Keynote speakers

Prof. Polina Golland Portrait of Polina Golland

Massachusetts Institute of Technology

From Pixels to Clinical Insight: Placental MRI Analysis Wednesday, 7 July, 15:15 CEST

Placental shape and function present many opportunities and challenges for medical image analysis. In this talk, I will discuss our work on extracting clinically relevant measures of placental function using geometric and statistical analysis approaches and discuss open problems in enabling clinical research in placental function via computational methods.

Biography: Polina Golland is a Henry Ellis Warren (1894) professor of Electrical Engineering and Computer Science at MIT and a principal investigator in the MIT Computer Science and Artificial Intelligence Laboratory (CSAIL). Her primary research interest is in developing novel techniques for medical image analysis and understanding. With her students, Polina has demonstrated novel approaches to image segmentation, shape analysis, functional image analysis and population studies. She has served as an associate editor of the IEEE Transactions on Medical Imaging and of the IEEE Transactions on Pattern Analysis. Polina is currently on the editorial board of the Journal of Medical Image Analysis. She is a Fellow of the International Society for Medical Image Computing and Computer Assisted Interventions.


Prof. Bernhard Schölkopf Portrait of Bernhard Schoelkopf

Max Planck Institute for Intelligent Systems

Toward causal learning for high dimensional observations Thursday, 8 July, 15:15 CEST

In machine learning, we use data to automatically find dependences in the world, with the goal of predicting future observations. Most machine learning methods build on statistics, but one can also try to go beyond this, assaying causal structures underlying statistical dependences. It turns out that causality can play a central role in addressing some of the hard open problems of machine learning, due to the fact that causal models are more robust to changes that occur in real world datasets. The talk will argue that causality has some shortcomings that are complementary to those of current machine learning, and the study of causal representation learning may help unify the advantages. It will also introduce some algorithms and applications in this field.

Biography: Bernhard Schölkopf's scientific interests are in machine learning and causal inference. He has applied his methods to a number of different fields, ranging from biomedical problems to computational photography and astronomy.

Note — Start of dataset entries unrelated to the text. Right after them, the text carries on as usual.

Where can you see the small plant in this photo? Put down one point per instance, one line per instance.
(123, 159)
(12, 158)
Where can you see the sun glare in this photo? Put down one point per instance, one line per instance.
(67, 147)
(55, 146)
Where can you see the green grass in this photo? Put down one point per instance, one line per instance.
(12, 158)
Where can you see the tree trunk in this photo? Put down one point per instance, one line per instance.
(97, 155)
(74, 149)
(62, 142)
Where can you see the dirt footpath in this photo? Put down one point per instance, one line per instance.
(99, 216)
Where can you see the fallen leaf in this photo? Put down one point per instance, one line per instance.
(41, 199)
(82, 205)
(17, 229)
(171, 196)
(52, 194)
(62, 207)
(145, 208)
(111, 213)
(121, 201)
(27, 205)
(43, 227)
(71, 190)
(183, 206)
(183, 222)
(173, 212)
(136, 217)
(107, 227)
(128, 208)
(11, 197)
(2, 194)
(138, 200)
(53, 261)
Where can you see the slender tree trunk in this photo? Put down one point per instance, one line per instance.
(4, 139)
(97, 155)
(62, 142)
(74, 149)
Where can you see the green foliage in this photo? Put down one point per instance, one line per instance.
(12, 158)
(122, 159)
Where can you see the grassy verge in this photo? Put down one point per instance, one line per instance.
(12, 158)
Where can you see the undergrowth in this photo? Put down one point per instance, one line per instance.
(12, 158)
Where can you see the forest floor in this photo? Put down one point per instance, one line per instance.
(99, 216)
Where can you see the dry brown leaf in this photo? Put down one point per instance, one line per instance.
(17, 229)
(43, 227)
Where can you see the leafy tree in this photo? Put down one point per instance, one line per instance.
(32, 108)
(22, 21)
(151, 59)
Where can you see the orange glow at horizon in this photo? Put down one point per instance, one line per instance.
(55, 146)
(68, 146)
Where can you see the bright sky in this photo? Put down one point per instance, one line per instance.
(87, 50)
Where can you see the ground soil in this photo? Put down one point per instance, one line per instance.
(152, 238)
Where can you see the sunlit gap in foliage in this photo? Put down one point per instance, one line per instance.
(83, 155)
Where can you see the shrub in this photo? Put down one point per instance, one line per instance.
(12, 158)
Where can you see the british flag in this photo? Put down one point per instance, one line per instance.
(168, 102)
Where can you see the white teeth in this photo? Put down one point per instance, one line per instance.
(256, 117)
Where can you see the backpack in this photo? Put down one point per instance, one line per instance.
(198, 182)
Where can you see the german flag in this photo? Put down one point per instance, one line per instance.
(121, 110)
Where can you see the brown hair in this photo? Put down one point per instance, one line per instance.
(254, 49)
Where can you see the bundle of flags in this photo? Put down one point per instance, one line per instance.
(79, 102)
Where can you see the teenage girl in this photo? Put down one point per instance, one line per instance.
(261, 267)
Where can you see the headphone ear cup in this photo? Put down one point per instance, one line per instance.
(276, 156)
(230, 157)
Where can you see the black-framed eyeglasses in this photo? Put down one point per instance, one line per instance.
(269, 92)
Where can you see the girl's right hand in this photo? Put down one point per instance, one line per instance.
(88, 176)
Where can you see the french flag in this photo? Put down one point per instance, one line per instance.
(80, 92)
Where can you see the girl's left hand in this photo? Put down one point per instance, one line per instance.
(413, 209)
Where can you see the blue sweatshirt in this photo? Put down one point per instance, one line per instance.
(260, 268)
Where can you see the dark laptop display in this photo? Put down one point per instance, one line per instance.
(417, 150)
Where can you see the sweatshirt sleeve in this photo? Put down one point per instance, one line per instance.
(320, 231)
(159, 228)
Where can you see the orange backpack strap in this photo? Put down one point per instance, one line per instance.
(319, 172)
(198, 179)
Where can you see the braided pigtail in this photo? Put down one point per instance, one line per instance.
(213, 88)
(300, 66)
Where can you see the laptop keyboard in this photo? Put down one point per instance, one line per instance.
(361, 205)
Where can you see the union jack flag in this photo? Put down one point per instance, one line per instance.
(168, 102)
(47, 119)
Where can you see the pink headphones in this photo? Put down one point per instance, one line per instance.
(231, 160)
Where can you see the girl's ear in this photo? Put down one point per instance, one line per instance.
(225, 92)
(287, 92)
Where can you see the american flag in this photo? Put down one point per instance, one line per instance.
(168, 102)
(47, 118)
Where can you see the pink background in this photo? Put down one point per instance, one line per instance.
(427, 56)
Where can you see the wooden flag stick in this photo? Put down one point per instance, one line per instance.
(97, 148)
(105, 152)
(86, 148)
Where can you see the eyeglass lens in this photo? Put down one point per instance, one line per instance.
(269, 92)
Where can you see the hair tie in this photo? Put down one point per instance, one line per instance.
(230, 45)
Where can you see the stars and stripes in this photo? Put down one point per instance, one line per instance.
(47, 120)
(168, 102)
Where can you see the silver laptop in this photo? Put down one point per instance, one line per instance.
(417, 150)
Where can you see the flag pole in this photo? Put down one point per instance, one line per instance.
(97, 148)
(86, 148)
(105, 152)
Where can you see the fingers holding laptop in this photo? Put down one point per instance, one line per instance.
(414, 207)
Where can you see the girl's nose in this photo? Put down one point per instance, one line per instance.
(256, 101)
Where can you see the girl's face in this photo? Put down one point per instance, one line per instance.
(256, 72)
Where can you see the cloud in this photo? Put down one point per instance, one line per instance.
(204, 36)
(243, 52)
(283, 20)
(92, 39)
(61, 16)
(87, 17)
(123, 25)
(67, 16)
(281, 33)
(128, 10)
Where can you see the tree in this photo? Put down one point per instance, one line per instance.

Bernhard has researched at AT&T Bell Labs, at GMD FIRST, Berlin, and at Microsoft Research Cambridge, UK, before becoming a Max Planck director in 2001. He is a member of the German Academy of Sciences (Leopoldina), has (co-)received the J.K. Aggarwal Prize of the International Association for Pattern Recognition, the Academy Prize of the Berlin-Brandenburg Academy of Sciences and Humanities, the Royal Society Milner Award, the Leibniz Award, the Koerber European Science Prize, the BBVA Foundation Frontiers of Knowledge Award, and is an Amazon Distinguished Scholar. He is Fellow of the ACM and of the CIFAR Program "Learning in Machines and Brains", and holds a Professorship at ETH Zurich. Bernhard co-founded the series of Machine Learning Summer Schools, and currently acts as co-editor-in-chief for the Journal of Machine Learning Research, an early development in open access and today the field's flagship journal.


Prof. Bernd Stahl Portrait of Bernd Stahl

De Montfort University Leicester

Artificial Intelligence for a Better Future - An Ecosystem Perspective on the Ethics of AI and Emerging Digital Technologies Friday, 9 July, 15:15 CEST

Smart information systems (SIS), those systems that incorporate artificial intelligence techniques, in particular machine learning and big data analytics, are widely expected to have a significant impact on our world. They raise significant hopes, for example to better understand and cure diseases, to revolutionize transport, to optimize business processes or reduce carbon emissions. At the same time, they raise many ethical and social concerns, ranging from worries about biases and resulting discrimination to the distribution of socio-economic and political power and their impact on democracy. A case in point is the discourse on the use of contact tracing apps during the novel coronavirus pandemic. Contact tracing has proven its effectiveness in disease containment for 500 years, but the application of advanced information technologies raises concerns about privacy, discrimination, and exclusion from essential public services to entirely new levels.

Drawing on the findings of the SHERPA project, the presentation will suggest a categorisation of the concept of smart information systems and a resulting categorisation of ethical concerns that these systems raise. It will suggest that one perspective to better understand these systems and their social and ethical consequences is to use the metaphor of an ecosystem to describe them, a metaphor already widely used in the policy discourse on AI. The talk will analyse what the use of the ecosystem metaphor means for the evaluation of ethical issues of smart information systems and which conclusions can be drawn from it and how these can inform recommendations for policymakers and other stakeholders.

The presentation is based on the material developed in a book with the same title, which is freely available.

Biography: Bernd Carsten Stahl is Professor of Critical Research in Technology and Director of the Centre for Computing and Social Responsibility at De Montfort University, Leicester, UK. His interests cover philosophical issues arising from the intersections of business, technology, and information. This includes the ethics of information and communications technology and critical approaches to information systems.